По ее уклончивому взгляду я чувствовал, что мое присутствие на крикетном сборище было чем-то вроде той самой «вставки». Я был из другого текста. Из другого теста. Она закрутилась на месте, подхватив меня под руку, и стала разбрасывать свое стилизованное «darling» направо и налево без разбора, представляя меня с плохо скрытой нервозностью своим знакомым, всякий раз с паническим удивлением обнаруживая, что меня здесь так или иначе знает (как автора) почти каждый и в светских рекомендациях я не нуждаюсь. Как будто пытаясь скрыться за кулисы после провального эстрадного номера, она потянула меня в бар под тентом на задах лужайки, за зрительскими креслами. Впрочем, дело было, конечно же, не только в замешательстве при виде меня: если судить по ее бегающему взгляду и безостановочному кружению на месте, она явно кого-то разыскивала. Не трудно было догадаться – кого.

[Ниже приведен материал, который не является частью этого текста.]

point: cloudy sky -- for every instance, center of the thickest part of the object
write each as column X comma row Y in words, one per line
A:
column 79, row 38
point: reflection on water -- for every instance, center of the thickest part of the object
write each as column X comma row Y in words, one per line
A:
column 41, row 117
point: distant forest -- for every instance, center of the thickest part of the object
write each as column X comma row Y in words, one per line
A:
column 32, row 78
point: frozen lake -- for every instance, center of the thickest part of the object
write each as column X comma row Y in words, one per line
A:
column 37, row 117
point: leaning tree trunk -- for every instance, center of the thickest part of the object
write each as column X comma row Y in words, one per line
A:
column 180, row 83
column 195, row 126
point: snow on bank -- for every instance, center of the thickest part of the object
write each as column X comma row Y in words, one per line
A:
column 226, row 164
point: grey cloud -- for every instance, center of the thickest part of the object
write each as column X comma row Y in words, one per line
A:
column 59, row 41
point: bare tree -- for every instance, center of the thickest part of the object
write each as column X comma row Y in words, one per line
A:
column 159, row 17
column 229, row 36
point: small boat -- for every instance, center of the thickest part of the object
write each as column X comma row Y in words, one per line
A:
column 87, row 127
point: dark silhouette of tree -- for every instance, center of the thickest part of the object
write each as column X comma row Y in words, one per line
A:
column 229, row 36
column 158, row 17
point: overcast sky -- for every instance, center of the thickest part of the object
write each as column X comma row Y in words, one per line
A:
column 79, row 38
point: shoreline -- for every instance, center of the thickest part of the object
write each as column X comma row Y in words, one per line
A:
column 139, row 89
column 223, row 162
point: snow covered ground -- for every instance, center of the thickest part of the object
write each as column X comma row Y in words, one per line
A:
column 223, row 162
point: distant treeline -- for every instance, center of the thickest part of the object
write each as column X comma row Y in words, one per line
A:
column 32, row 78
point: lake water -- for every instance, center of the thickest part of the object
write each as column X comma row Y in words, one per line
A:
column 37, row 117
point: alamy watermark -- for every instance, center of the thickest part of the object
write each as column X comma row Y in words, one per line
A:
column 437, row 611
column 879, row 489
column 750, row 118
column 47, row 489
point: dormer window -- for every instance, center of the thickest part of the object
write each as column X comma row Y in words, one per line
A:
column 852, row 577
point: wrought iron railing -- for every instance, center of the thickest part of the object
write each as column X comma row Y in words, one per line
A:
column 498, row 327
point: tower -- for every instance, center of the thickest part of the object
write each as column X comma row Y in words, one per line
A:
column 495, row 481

«Darling», – рванулась она к незнакомой мне персоне у барной стойки. При всей аффектации этого приветствия в голосе ее была преувеличенная небрежность, чуть ли не ирония; однако при этом пальцы ее вцепились мертвой хваткой, судорогой утопающего, в мою ладонь. Именно так я его себе и представлял. Разве что, при его детях и с безумной супругой, он мог бы выглядеть и постарше. Впрочем, при всей моложавости и спортивной отточенности его черт легкая алкогольная одутловатость и мешки под глазами, при ранней седине, придавали расплывчатость его возрастному статусу – но отнюдь не его классовому ранжиру в этом маленьком мирке. Он был почти пародийным воплощением всего того, что мне казалось легендарно английским – со слов Джоан: эти седоватые виски и портвейные колера в сеточке кровеносных сосудов на щеках, подсвеченных пестротой галстука, – вся его внешность была как будто специально подобрана в рифму к его летней полосатой тройке с зеленой уайльдовской гвоздикой в петлице, а не наоборот – костюм к его лицу. Внешность тут была важней самого человека, слова важнее мыслей. Я предугадывал неподражаемую скороговорку, оскорбительную в своей непонятности постороннему. Но на этой территории я не считал себя посторонним и разглядывал его с любопытством.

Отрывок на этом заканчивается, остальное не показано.